Lou Koller, voce e cofondatore dei Sick of It All, è morto a 59 anni dopo una battaglia contro un adenocarcinoma dell’esofago. La band ha annunciato la scomparsa il 24 luglio, nell’anno che avrebbe segnato il suo 40esimo anniversario. Con il fratello Pete, Koller portò l’hardcore di New York dai club come il CBGB ai palchi internazionali. Da Blood, Sweat & No Tears a Scratch the Surface e Wake the Sleeping Dragon!, quasi quarant’anni di musica, concerti e fedeltà a una comunità globale, senza cercare compromessi

Lou Koller, cantante, cofondatore e frontman dei Sick of It All, è morto a 59 anni dopo una lunga battaglia contro un adenocarcinoma dell’esofago. La band ha annunciato la scomparsa venerdì 24 luglio 2026 con un messaggio rivolto alla sua «famiglia hardcore mondiale», nell’anno che avrebbe segnato il quarantesimo anniversario della formazione newyorkese.

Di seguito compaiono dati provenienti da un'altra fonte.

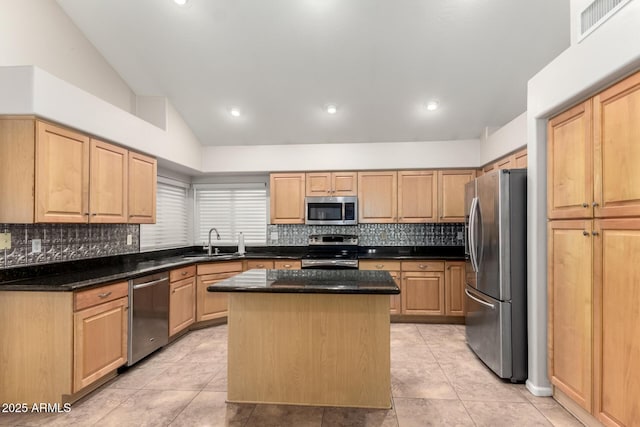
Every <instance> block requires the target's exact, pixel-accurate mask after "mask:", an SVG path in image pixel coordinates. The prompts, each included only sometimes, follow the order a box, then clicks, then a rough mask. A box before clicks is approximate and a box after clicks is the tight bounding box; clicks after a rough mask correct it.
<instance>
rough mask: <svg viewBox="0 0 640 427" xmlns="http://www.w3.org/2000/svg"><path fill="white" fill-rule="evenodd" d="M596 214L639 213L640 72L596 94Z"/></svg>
mask: <svg viewBox="0 0 640 427" xmlns="http://www.w3.org/2000/svg"><path fill="white" fill-rule="evenodd" d="M593 108H594V110H593V113H594V114H593V121H594V153H595V155H594V166H595V167H594V172H595V176H594V186H595V188H594V195H595V200H594V202H595V206H596V207H595V212H594V215H595V216H596V217H623V216H640V167H638V165H640V73H637V74H635V75H633V76H631V77H629V78H627V79H625V80H623V81H622V82H620V83H618V84H616V85H614V86H612V87H611V88H609V89H607V90H605V91H604V92H602V93H600V94H598V95H597V96H596V97H595V98H594V104H593Z"/></svg>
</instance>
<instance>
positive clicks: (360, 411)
mask: <svg viewBox="0 0 640 427" xmlns="http://www.w3.org/2000/svg"><path fill="white" fill-rule="evenodd" d="M374 426H375V427H397V426H398V419H397V417H396V413H395V411H394V410H393V409H388V410H387V409H361V408H325V410H324V416H323V417H322V427H374Z"/></svg>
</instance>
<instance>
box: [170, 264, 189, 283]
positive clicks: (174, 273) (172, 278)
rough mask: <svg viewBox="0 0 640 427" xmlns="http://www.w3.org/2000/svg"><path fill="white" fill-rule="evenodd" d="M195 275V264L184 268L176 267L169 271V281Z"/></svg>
mask: <svg viewBox="0 0 640 427" xmlns="http://www.w3.org/2000/svg"><path fill="white" fill-rule="evenodd" d="M195 275H196V266H195V265H190V266H188V267H184V268H177V269H175V270H171V271H170V272H169V281H171V282H175V281H177V280H182V279H186V278H188V277H193V276H195Z"/></svg>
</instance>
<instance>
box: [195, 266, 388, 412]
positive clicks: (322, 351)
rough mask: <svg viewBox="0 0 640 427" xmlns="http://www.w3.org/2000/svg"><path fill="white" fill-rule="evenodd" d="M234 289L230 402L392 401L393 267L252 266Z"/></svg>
mask: <svg viewBox="0 0 640 427" xmlns="http://www.w3.org/2000/svg"><path fill="white" fill-rule="evenodd" d="M207 290H208V291H209V292H228V293H229V315H228V324H229V338H228V339H229V346H228V395H227V400H228V401H229V402H240V403H277V404H294V405H317V406H347V407H363V408H390V407H391V378H390V338H389V295H392V294H398V293H400V289H399V288H398V286H397V285H396V284H395V282H394V281H393V279H392V278H391V276H390V275H389V273H388V272H383V271H360V270H250V271H246V272H244V273H242V274H239V275H237V276H234V277H232V278H230V279H227V280H224V281H222V282H219V283H216V284H215V285H212V286H209V287H208V288H207Z"/></svg>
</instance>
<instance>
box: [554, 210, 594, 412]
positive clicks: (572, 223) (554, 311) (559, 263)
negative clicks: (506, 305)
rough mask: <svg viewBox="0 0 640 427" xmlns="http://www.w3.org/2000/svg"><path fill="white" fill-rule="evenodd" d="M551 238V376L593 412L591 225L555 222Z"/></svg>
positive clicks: (566, 392) (571, 221)
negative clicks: (592, 387)
mask: <svg viewBox="0 0 640 427" xmlns="http://www.w3.org/2000/svg"><path fill="white" fill-rule="evenodd" d="M548 227H549V233H548V235H549V237H548V241H547V244H548V257H549V261H548V271H549V273H548V284H547V292H548V306H547V310H548V314H547V322H548V345H549V349H548V359H549V360H548V371H549V378H550V380H551V383H552V384H553V385H554V386H555V387H557V388H559V389H560V390H562V391H563V392H564V393H565V394H567V395H568V396H569V397H571V398H572V399H573V400H574V401H575V402H576V403H578V404H579V405H580V406H582V407H583V408H584V409H586V410H587V411H590V410H591V402H592V375H591V371H592V369H591V363H592V361H591V359H592V358H591V354H592V348H591V345H592V339H593V336H592V328H593V301H592V282H593V278H592V274H593V268H592V266H593V264H592V263H593V242H592V225H591V221H590V220H569V221H550V222H549V225H548Z"/></svg>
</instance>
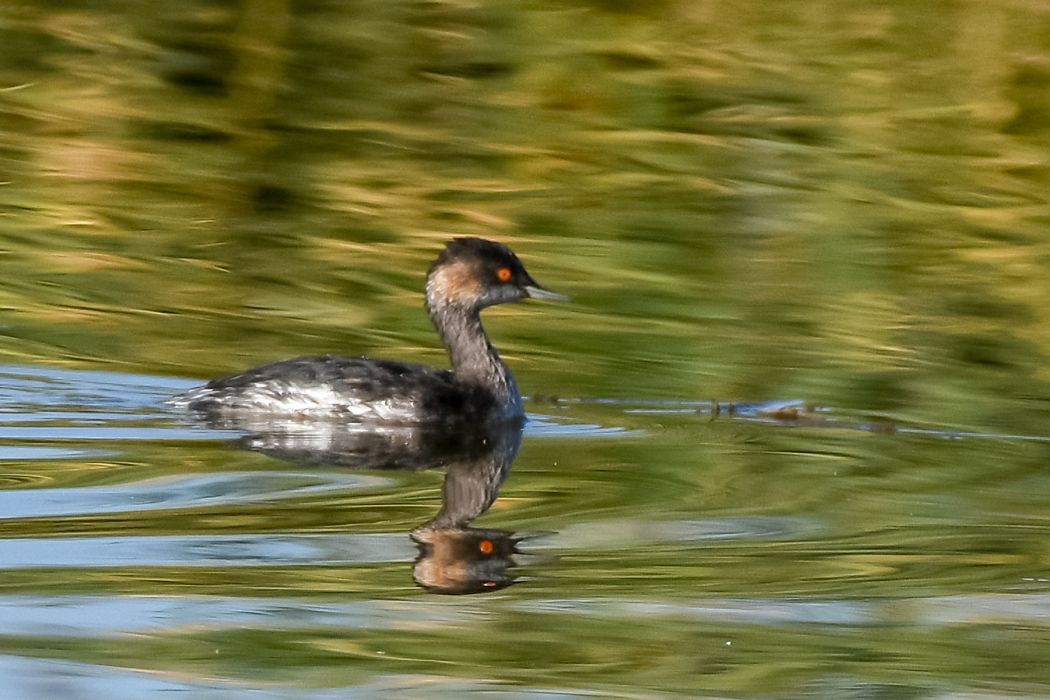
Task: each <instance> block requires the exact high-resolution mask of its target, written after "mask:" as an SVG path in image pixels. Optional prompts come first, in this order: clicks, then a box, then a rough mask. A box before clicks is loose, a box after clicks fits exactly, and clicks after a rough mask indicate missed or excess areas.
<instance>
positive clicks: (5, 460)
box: [0, 445, 106, 462]
mask: <svg viewBox="0 0 1050 700" xmlns="http://www.w3.org/2000/svg"><path fill="white" fill-rule="evenodd" d="M105 454H106V452H104V451H102V450H89V449H68V448H65V447H42V446H34V445H28V446H17V447H16V446H13V445H0V461H4V462H26V461H35V460H76V459H82V458H85V457H103V455H105Z"/></svg>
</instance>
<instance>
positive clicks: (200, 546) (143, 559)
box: [0, 533, 419, 571]
mask: <svg viewBox="0 0 1050 700" xmlns="http://www.w3.org/2000/svg"><path fill="white" fill-rule="evenodd" d="M418 553H419V552H418V550H417V549H416V547H415V545H413V543H412V540H411V539H409V538H408V537H407V536H406V535H404V534H401V533H374V534H344V535H186V536H176V535H168V536H159V537H133V536H128V537H40V538H34V539H0V570H4V571H10V570H21V569H70V568H71V569H103V568H114V567H231V568H239V567H289V566H317V567H320V566H324V567H330V566H333V565H355V564H390V563H397V561H411V560H413V559H414V558H415V557H416V556H417V555H418Z"/></svg>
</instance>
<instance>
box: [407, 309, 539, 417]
mask: <svg viewBox="0 0 1050 700" xmlns="http://www.w3.org/2000/svg"><path fill="white" fill-rule="evenodd" d="M427 310H428V311H429V313H430V319H432V320H433V321H434V325H435V326H437V328H438V334H439V335H440V336H441V342H442V343H443V344H444V346H445V351H447V353H448V359H449V360H450V361H451V365H453V373H454V374H455V375H456V379H457V380H458V381H460V382H463V383H466V384H474V385H476V386H480V387H483V388H487V389H489V390H491V391H492V393H493V394H496V396H497V399H498V400H499V402H500V403H501V404H502V405H503V407H504V409H511V410H514V411H516V412H517V413H521V412H522V403H521V396H520V395H519V394H518V385H517V384H516V383H514V376H513V375H512V374H511V373H510V368H509V367H507V365H506V364H504V362H503V360H501V359H500V355H499V353H497V352H496V348H495V347H492V343H490V342H489V341H488V336H487V335H485V328H484V327H483V326H482V325H481V315H480V310H478V309H475V307H472V306H466V305H463V304H458V303H447V302H446V303H427Z"/></svg>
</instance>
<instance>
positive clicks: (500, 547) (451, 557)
mask: <svg viewBox="0 0 1050 700" xmlns="http://www.w3.org/2000/svg"><path fill="white" fill-rule="evenodd" d="M209 424H210V425H211V426H212V427H218V428H232V429H236V430H243V431H245V432H247V433H248V434H247V436H245V437H244V438H240V439H239V440H237V441H236V442H235V446H236V447H238V448H240V449H247V450H251V451H255V452H261V453H264V454H267V455H270V457H273V458H276V459H279V460H283V461H286V462H292V463H295V464H301V465H311V466H325V467H339V468H350V469H372V470H409V471H415V470H421V469H434V468H439V467H440V468H445V469H446V470H447V471H446V474H445V481H444V485H443V487H442V492H441V510H439V511H438V513H437V514H436V515H435V516H434V517H433V518H430V519H429V521H428V522H427V523H425V524H423V525H421V526H420V527H419V528H417V529H416V530H415V531H414V532H413V533H412V539H413V542H415V543H416V546H417V547H418V548H419V556H418V558H417V559H416V564H415V567H414V571H413V575H414V577H415V579H416V582H417V584H419V585H420V586H422V587H423V588H425V589H426V590H428V591H430V592H433V593H443V594H464V593H484V592H488V591H498V590H500V589H503V588H506V587H507V586H510V585H511V584H513V582H514V576H513V573H512V572H511V569H512V568H513V567H514V564H516V563H514V559H513V555H514V554H517V553H518V550H517V545H518V543H519V542H520V540H521V537H518V536H516V535H514V533H513V532H509V531H507V530H497V529H479V528H471V527H469V526H470V523H472V522H474V521H475V519H476V518H477V517H478V516H479V515H481V514H482V513H484V512H485V511H486V510H488V509H489V507H490V506H491V505H492V503H495V502H496V499H497V497H498V495H499V490H500V486H501V485H502V484H503V482H504V480H506V478H507V474H508V473H509V472H510V465H511V464H512V463H513V461H514V458H516V457H517V455H518V450H519V449H520V448H521V443H522V428H523V425H524V422H523V421H513V422H510V423H504V424H500V425H484V424H483V425H478V426H474V427H470V428H457V429H451V428H448V427H443V428H433V427H430V428H427V427H421V426H399V425H390V426H386V425H383V426H378V425H369V424H362V423H342V422H338V421H309V420H304V421H296V420H281V419H269V420H268V419H266V418H260V419H256V420H253V419H249V418H239V419H236V420H234V419H230V418H227V419H223V420H214V421H209Z"/></svg>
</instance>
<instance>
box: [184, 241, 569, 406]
mask: <svg viewBox="0 0 1050 700" xmlns="http://www.w3.org/2000/svg"><path fill="white" fill-rule="evenodd" d="M526 298H533V299H565V298H566V297H563V296H562V295H560V294H555V293H553V292H550V291H549V290H546V289H544V288H543V287H540V284H539V283H537V281H535V280H534V279H532V277H531V276H530V275H529V274H528V273H527V272H526V271H525V267H524V266H523V264H522V263H521V260H519V259H518V256H516V255H514V254H513V253H512V252H511V251H510V249H509V248H507V247H506V246H503V245H501V243H497V242H493V241H491V240H485V239H483V238H456V239H454V240H450V241H449V242H448V243H447V245H446V246H445V248H444V250H442V251H441V254H440V255H438V259H437V260H435V261H434V263H433V264H430V269H429V273H428V274H427V278H426V310H427V313H429V315H430V320H432V321H433V322H434V325H435V326H436V327H437V330H438V334H439V335H440V336H441V341H442V343H443V344H444V346H445V351H447V353H448V359H449V360H450V361H451V369H450V370H445V369H436V368H434V367H428V366H426V365H422V364H414V363H406V362H395V361H392V360H377V359H373V358H367V357H354V358H349V357H337V356H333V355H324V356H322V357H300V358H296V359H294V360H282V361H279V362H273V363H271V364H265V365H262V366H259V367H255V368H253V369H249V370H247V372H244V373H240V374H237V375H231V376H229V377H225V378H222V379H216V380H213V381H211V382H209V383H208V384H206V385H205V386H199V387H196V388H193V389H190V390H189V391H186V393H185V394H182V395H180V396H177V397H175V398H173V399H172V400H171V403H172V404H174V405H176V406H181V407H186V408H188V409H189V410H191V411H193V412H195V413H197V415H199V416H203V417H205V418H209V419H213V420H224V419H232V420H236V419H237V418H256V419H259V418H264V419H265V418H267V417H272V418H275V419H276V418H281V419H288V418H293V419H297V418H303V419H331V420H343V421H355V422H379V423H398V424H425V423H429V424H436V423H437V424H440V423H456V424H463V425H471V424H477V423H479V422H483V423H496V422H509V421H521V420H523V419H524V416H525V409H524V406H523V405H522V398H521V394H519V391H518V384H517V383H516V382H514V376H513V374H511V372H510V368H509V367H507V365H506V364H505V363H504V362H503V360H501V359H500V356H499V354H498V353H497V352H496V348H495V347H492V344H491V343H490V342H489V340H488V336H486V335H485V330H484V327H482V325H481V316H480V314H481V311H482V310H483V309H485V307H487V306H492V305H495V304H500V303H509V302H514V301H521V300H523V299H526Z"/></svg>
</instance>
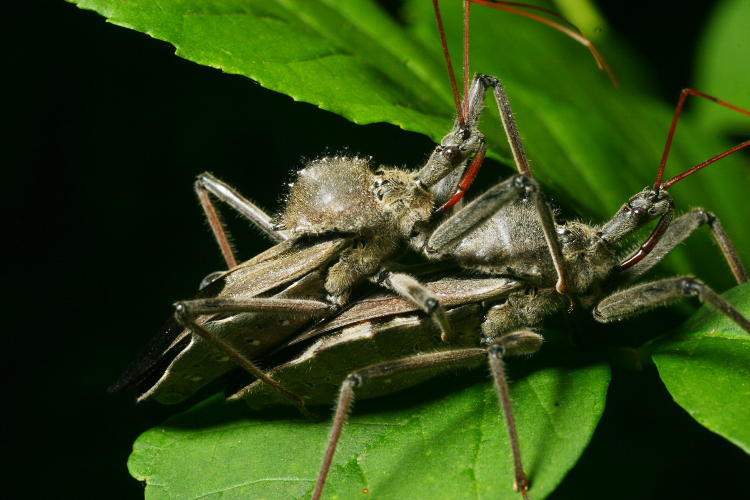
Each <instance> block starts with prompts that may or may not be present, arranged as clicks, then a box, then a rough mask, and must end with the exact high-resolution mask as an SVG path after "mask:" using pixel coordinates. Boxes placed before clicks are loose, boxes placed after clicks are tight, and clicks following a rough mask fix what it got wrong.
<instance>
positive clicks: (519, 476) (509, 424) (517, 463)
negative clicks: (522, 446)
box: [487, 330, 542, 500]
mask: <svg viewBox="0 0 750 500" xmlns="http://www.w3.org/2000/svg"><path fill="white" fill-rule="evenodd" d="M541 346H542V336H541V335H539V334H538V333H535V332H532V331H530V330H519V331H516V332H512V333H508V334H506V335H503V336H502V337H500V338H498V339H497V342H496V343H493V344H492V345H490V346H489V347H488V348H487V353H488V356H489V364H490V371H491V372H492V379H493V381H494V382H495V391H496V392H497V398H498V402H499V403H500V407H501V408H502V410H503V415H504V416H505V428H506V430H507V431H508V439H509V441H510V448H511V451H512V453H513V469H514V471H515V479H514V481H513V489H514V490H516V491H517V492H519V493H520V494H521V495H522V496H523V498H524V500H528V496H527V495H526V492H527V491H528V490H529V480H528V478H527V477H526V473H525V472H524V470H523V461H522V460H521V446H520V441H519V439H518V433H517V432H516V420H515V418H514V417H513V405H512V404H511V401H510V391H509V390H508V379H507V377H506V375H505V362H504V360H503V358H504V357H505V356H506V355H507V354H508V353H515V352H514V350H517V351H520V352H518V353H519V354H520V353H533V352H536V351H538V350H539V348H540V347H541Z"/></svg>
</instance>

Con Koller scompare una delle voci più riconoscibili e longeve dell’hardcore americano. Per quasi quarant’anni aveva guidato i Sick of It All senza trasformare l’intransigenza in una posa: sul palco concentrava rabbia, energia fisica e senso di appartenenza, ma bastavano un sorriso o uno dei suoi commenti sarcastici per incrinare la severità del rito.